It’s not about credit, it’s about leadership [McGehee] (see update)
We’ve been treated, these last few days, to a new round of talk about football-spiking in light of the one-year anniversary of Osama bin Laden’s long-overdue departure from this mortal coil and his consequent deliverance to unblinking justice.
President Obama has apparently decided to make the timing of said departure a campaign theme as he seeks re-election this November. His critics are arguing that he’s acting like the rooster that takes credit for the sunrise. The fact is, presidents always take more credit than they deserve for the positive results of actions like that when they happen during their tenure in office; what sets Obama apart from predecessors like George W. Bush and Ronald Reagan is the clumsy obviousness with which he’s going about it.

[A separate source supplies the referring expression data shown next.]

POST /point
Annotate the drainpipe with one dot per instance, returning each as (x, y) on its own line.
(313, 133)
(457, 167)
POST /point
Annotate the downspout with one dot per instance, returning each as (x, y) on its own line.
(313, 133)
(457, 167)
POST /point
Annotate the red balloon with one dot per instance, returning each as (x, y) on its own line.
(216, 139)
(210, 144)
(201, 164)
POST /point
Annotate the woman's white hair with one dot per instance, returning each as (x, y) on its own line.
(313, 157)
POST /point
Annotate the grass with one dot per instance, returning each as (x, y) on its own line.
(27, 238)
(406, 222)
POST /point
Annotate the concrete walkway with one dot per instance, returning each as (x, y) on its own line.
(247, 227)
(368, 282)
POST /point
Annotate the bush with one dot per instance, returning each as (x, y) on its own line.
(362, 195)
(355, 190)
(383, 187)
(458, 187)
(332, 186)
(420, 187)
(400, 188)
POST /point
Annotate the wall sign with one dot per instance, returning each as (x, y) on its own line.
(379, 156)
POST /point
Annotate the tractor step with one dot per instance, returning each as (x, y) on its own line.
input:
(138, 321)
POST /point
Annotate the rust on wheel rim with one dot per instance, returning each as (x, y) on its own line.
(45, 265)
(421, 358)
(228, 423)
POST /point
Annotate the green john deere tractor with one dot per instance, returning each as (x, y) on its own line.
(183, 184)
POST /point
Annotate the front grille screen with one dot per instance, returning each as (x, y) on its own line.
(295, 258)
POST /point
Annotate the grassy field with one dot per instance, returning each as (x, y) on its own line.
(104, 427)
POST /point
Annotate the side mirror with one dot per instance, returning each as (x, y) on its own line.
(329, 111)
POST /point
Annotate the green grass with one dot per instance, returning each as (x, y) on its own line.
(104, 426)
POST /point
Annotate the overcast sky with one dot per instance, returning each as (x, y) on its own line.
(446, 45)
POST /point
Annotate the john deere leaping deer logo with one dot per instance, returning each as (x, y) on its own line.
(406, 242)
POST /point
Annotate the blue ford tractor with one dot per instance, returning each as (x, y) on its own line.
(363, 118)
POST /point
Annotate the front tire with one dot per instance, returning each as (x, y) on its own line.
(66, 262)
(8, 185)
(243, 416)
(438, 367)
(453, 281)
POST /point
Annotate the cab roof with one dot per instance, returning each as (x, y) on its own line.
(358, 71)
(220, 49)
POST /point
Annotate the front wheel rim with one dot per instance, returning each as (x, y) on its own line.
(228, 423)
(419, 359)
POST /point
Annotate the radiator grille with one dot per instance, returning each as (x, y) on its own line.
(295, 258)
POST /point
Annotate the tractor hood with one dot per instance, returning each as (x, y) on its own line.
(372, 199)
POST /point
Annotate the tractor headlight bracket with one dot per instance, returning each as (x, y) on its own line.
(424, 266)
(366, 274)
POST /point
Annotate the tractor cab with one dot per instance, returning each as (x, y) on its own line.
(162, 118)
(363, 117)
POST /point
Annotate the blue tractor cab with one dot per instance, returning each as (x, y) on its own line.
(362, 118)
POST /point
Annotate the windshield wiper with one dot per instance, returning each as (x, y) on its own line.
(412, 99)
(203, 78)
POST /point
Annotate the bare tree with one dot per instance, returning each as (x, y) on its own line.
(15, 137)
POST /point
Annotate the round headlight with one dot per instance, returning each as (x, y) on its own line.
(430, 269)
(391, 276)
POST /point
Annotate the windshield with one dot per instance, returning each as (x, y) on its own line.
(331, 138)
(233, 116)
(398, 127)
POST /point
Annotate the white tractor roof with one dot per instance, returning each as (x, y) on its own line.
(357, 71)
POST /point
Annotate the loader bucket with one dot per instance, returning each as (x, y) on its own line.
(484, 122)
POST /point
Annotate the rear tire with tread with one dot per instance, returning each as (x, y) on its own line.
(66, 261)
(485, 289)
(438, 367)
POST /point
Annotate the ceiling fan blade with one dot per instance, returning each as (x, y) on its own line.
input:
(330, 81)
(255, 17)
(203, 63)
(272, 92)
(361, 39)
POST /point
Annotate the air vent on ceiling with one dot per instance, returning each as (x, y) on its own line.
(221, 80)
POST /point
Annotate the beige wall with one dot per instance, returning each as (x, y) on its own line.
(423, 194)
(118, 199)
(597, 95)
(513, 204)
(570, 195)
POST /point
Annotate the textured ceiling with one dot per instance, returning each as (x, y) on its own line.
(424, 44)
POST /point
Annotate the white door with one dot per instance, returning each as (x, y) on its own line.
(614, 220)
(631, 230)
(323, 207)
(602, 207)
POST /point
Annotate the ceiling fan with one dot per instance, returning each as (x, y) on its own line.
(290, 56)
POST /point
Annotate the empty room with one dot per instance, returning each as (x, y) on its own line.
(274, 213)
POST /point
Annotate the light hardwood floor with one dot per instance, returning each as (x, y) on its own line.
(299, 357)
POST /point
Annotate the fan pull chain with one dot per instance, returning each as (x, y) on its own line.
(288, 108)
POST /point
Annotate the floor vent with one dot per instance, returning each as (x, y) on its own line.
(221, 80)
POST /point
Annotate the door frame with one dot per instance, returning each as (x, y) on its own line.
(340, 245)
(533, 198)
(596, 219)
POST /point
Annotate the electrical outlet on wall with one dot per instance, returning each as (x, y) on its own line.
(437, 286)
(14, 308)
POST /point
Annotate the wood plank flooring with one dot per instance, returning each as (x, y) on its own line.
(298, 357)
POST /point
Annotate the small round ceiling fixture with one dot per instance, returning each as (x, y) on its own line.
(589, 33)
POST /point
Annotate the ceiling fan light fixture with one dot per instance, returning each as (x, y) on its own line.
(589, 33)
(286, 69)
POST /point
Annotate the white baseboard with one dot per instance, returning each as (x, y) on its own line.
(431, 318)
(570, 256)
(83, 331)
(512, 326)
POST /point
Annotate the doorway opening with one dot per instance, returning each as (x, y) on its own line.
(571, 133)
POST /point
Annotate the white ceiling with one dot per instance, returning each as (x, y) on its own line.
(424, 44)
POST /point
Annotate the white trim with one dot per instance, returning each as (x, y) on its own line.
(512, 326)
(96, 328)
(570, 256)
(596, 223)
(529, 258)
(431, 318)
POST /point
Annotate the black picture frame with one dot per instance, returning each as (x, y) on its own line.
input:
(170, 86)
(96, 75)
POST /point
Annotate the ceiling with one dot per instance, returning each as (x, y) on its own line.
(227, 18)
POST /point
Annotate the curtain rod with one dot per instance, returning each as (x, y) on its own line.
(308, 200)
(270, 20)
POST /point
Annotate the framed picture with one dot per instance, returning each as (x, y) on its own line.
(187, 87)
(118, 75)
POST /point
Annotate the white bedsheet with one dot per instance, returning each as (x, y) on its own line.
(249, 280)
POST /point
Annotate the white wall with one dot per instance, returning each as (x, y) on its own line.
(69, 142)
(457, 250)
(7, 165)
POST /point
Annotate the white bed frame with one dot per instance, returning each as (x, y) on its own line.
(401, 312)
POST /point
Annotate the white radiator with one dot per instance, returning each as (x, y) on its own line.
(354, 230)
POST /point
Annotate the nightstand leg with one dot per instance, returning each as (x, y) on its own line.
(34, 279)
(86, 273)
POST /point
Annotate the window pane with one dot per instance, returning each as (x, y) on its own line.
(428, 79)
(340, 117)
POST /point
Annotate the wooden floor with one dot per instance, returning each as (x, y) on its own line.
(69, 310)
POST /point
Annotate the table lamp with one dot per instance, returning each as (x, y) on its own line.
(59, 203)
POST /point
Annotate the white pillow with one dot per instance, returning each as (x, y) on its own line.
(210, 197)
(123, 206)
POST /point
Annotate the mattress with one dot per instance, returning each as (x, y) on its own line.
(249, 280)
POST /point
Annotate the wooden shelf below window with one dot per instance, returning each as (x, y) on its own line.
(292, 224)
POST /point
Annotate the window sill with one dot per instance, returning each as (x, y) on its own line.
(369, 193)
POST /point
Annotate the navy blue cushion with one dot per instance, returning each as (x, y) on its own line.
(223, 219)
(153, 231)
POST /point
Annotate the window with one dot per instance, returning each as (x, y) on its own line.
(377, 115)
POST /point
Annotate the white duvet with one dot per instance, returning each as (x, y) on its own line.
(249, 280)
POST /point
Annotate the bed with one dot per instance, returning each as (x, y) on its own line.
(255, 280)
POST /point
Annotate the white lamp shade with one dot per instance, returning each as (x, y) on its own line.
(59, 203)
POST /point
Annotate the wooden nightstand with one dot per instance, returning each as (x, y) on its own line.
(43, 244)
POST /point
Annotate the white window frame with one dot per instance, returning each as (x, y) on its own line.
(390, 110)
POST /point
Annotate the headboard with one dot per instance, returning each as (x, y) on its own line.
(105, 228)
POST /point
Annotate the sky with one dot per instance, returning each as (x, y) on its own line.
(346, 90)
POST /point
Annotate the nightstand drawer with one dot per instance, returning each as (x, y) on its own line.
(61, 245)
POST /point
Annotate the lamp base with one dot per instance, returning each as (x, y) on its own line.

When a military operation went well back in the ’80s, President Reagan would go on TV and tell the American people about the brave men of their armed forces who risked their own lives to carry it out. He made a point, where possble, of making their names and faces known to the American people — the “brought to you by” was always unspoken, because Reagan knew he didn’t have to remind people that he was the Commander-in-Chief ultimately responsible for these things. The more he worked to deflect credit to the boots on the ground, the more credit was nevertheless heaped upon him by an audience impressed with his confidence and his willingness to praise the guys who made it happen.
But when things went badly, as in Beirut, Reagan didn’t deflect blame. That was when he did stand up and tell the world who the Commander-in-Chief was, and went to great lengths to make sure the boots on the ground didn’t come in for public censure. Individual soldiers whose only failure was to make the National Command Authority’s objective happen in the face of enemy fire, didn’t get hung out to dry to protect the politician who sent them into harm’s way. The purpose of finding out what went wrong was to ensure it never happened again, not to make a scapegoat out of some unlucky Marine.
Compare and contrast that to Barack Obama. To be fair, he can’t put the names and faces of a covert special forces unit on public display — still, he needn’t have made it sound, then as now, as if he were personally indispensable to every stage of the process, from the gathering of crucial intel to the firing of the fatal shots in bin Laden’s bedroom. And to suggest that he is unique in being willing to make that call is, quite simply, asinine.
Commanders-in-Chief like Reagan and Bush make it to the White House by demonstrating leadership qualities long before they get involved in electoral politics. Breeding loyalty by sharing credit and shouldering blame is one of the harder lessons of good leadership, but both demonstrated at various times in their respective tenures that they knew how to do it. Meanwhile the incumbent CINC has become a joke for his tendency to throw embarrassing associates “under the bus.”
There are reasons to believe both of the two major parties will be going into the fall campaign with a nominee whose record in this regard is more laughable than admirable.
Update: Obama officials had a game plan in case the Abbottabad mission went south. Color me shocked.